Apparizione improvvisa di un’anima – Spiegazione del terremoto – Presentazione di Stazio – Riconoscimento di Virgilio


Mattino di martedì 29 marzo (o 12 aprile).

Un riconoscimento inaspettato

Dante ha sete di sapere il perché di quel terremoto e si muove in fretta dietro al suo duca per la via impacciata dalle anime degli avari che lo muovono a pietà. Ed ecco improvvisamente appare un’ombra dietro di loro di cui si accorgono solo quando parla: “O frati miei, Dio vi dea pace”. Si voltano subito e Virgilio le augura a sua volta la pace del Paradiso che a lui, in etterno essilio nel Limbo, è negata. Senza che si fermino, il dialogo continua: “Se voi siete ombre che Dio sù non degna, chi v’ha portato tanto in alto per la sua scala?” Risponde Virgilio: “Questi che è con me porta sulla fronte i segni che l’angel profila e questo è la prova che è destinato al regno dei buoni. Poiché è ancor vivo, non poteva venire solo e io fui tratto fuor de l’ampia gola d’inferno per guidarlo fino a dove basterà la mia scuola. Ma dimmi se tu sai la ragione di tale terremoto”. Questa domanda asseconda il disio di Dante che, già per la speranza della risposta, sente men la sete di sapere. L’anima racconta che la montagna del Purgatorio è sottomessa a un ordine divino ed è libera da ogne alterazione di origine terrena: non pioggia, non grando, non neve, non rugiada, non brina, nuvole, né lampi, né arcobaleni, né vento dopo i tre gradini d’ingresso dove sta l’angelo delegato di san Pietro. Il terremoto qui non può avere cause naturali. La terra trema quando un’anima si sente purificata per salir sù, mai prima di avere assecondato la divina giustizia che ne ha imposto il tormento. La accompagnano il grido di lode al Segnor delle altre anime. Chi parla è rimasto in questo girone cinquecent’anni e più e solo ora ha sentito la libera volontà di passare in Paradiso.
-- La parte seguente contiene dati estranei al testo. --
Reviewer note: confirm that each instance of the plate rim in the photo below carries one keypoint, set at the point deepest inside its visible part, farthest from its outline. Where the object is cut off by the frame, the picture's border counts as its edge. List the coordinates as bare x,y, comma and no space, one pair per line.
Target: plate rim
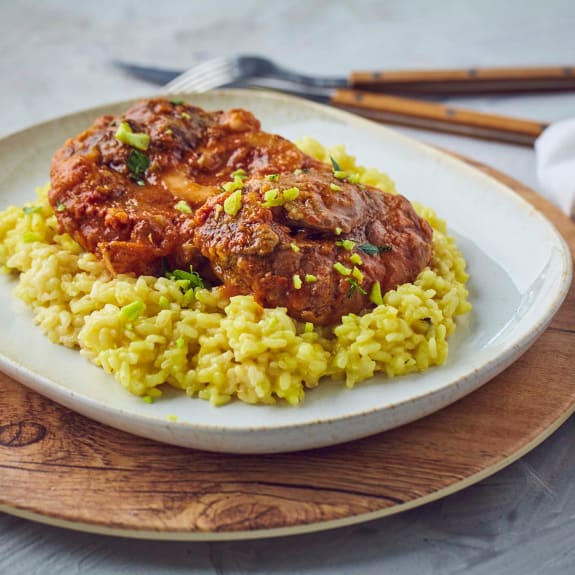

Virgilio, compiaciuto di questa spiegazione come Dante, vuole sapere chi sia l’anima e perché sia stata qui così a lungo. La presentazione è sorprendente: “Vissi come poeta, il nome che più dura e più onora, nel tempo del buon imperatore romano Tito che vendicòl sangue di Cristo con la distruzione di Gerusalemme. Ero famoso, ma non ancora con fede. Fu tanto dolce il mio canto che, benché tolosano, Roma mi trasse a sé. Mi chiamano Stazio e cantai di Tebe e poi del grande Achille, ma morii prima di completare la seconda fatica. Seme della mia ispirazione poetica, come per altri più di mille, fu l’Eneida, che mi fece da mamma e da nutrice per la mia poesia. E per essere vivuto quando visse Virgilio accetterei di restare in Purgatorio persino un anno in più di quel che devo”.

Virgilio fa subito cenno di tacere a Dante, che, nonostante la volontà di assecondarlo, si lascia andare al sorriso che, come il pianto, è difficile da controllare per i più sinceri. L’ombra fissa Dante ne li occhi: “Perché giusto adesso sulla tua faccia un lampeggiar di riso?”. Dante è tra due fuochi: Virgilio chiede di tacer e Stazio scongiura che dica. Dante sospira. Virgilio lo autorizza a parlare: “Forse, antico spirto, ora ti maraviglerai ancor di più che del mio rider: questi, che guida in alto gli occhi miei, è quel Virgilio dal quale tu traesti ispirazione per cantar uomini e dei. Quelle parole che hai detto di lui sono state l’unica ragione del mio rider”.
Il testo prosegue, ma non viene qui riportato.